Negulesco's use of color in the film is striking--color dictates the office worker's status (the higher up the ladder, the more muted the color of door or dress), everyone has noted the Mondrian set design (Negulesco was a painter, and may also have done some of the sets' paintings). Cinemascope I imagined would be problematical--New York is all about dizzying heights, not wide expaneses--but Negulesco counters this by panning down the buildings, emphasizing the way they tower over the antlike workers below; in office interiors he uses the wide screen like a theater set, staging crucial action in long takes where actors cross each other a number of times (I'm thinking of the tipsy Lange and Boyd) and keeping them mostly in medium shot so that they seem to look at each other from arm's length, puzzling over how to close the distance and make contact (this impression is especially strong when it's a woman confronting a man about his lack of commitment). The spaces also point up the relative wealth of corporate officers with their roomy offices and apartments--especially in Manhattan, where the square foot of flooring is at a premium.

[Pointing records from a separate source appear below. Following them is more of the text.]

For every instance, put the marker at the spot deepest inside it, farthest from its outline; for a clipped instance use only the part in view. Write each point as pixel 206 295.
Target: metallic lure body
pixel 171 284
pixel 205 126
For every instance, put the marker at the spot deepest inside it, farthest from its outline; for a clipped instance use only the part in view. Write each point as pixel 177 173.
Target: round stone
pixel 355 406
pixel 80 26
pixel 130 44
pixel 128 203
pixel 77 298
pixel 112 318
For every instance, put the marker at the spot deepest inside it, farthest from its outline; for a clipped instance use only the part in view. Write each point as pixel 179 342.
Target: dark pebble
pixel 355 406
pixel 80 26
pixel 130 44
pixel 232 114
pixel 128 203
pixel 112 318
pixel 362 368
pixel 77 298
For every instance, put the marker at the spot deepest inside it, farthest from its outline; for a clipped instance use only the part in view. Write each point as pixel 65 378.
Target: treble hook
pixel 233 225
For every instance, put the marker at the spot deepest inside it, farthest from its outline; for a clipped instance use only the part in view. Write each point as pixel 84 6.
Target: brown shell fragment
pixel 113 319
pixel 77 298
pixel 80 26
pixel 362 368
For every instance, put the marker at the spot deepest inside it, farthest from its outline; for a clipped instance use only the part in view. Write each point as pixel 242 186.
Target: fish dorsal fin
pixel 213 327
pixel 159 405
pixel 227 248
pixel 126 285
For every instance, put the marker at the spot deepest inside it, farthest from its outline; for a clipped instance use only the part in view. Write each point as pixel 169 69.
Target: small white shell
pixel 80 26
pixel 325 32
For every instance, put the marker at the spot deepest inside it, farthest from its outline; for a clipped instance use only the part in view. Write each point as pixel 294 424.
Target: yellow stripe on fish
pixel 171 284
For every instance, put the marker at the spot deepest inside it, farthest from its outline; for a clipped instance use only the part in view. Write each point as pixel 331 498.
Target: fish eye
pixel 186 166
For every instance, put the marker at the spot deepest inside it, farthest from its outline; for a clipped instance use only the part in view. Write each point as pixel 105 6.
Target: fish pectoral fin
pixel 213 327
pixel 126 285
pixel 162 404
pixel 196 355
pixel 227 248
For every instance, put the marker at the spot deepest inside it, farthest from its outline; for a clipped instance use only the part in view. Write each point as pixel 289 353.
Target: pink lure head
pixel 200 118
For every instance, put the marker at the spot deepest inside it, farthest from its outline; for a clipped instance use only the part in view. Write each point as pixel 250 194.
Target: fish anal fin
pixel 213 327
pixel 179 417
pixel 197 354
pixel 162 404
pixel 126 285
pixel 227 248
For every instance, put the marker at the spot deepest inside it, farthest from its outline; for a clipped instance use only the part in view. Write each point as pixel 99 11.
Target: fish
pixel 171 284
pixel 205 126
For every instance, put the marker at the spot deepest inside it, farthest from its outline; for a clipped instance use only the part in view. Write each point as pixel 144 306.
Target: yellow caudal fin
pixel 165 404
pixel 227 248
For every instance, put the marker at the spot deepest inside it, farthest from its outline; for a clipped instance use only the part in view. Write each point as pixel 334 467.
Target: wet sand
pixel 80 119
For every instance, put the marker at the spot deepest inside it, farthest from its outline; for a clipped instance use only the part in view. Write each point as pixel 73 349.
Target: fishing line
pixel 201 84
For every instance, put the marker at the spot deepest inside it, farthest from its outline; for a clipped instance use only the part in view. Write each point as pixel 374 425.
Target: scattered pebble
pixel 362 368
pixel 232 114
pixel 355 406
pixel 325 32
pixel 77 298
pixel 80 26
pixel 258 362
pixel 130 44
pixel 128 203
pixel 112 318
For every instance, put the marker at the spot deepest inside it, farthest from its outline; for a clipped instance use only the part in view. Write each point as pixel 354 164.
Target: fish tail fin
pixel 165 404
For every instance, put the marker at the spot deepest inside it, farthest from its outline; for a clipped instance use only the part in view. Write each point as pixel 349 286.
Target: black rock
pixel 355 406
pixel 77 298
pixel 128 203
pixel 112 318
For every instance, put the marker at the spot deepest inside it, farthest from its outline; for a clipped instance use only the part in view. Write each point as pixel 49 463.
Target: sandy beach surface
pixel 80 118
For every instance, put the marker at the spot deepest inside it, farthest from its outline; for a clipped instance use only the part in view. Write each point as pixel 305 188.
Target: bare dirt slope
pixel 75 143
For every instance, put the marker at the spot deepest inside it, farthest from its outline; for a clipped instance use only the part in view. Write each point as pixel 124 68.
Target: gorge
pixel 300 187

I can't be sure about this, but I would imagine Best has influenced many a modern-day office comedy--from Ishmael Bernal's Working Girls (about the shenanigans in a Metro Manila bank--far more intense than in a publishing house I can tell you from personal experience), to Mike Nichols' Working Girl (only Nichols's is more clearly a simpleminded fairy tale).

Fun, fun, fun, though what impressed me the most is that even an eleven-year-old girl can appreciate it (seven-year-old boys are more problematic, though).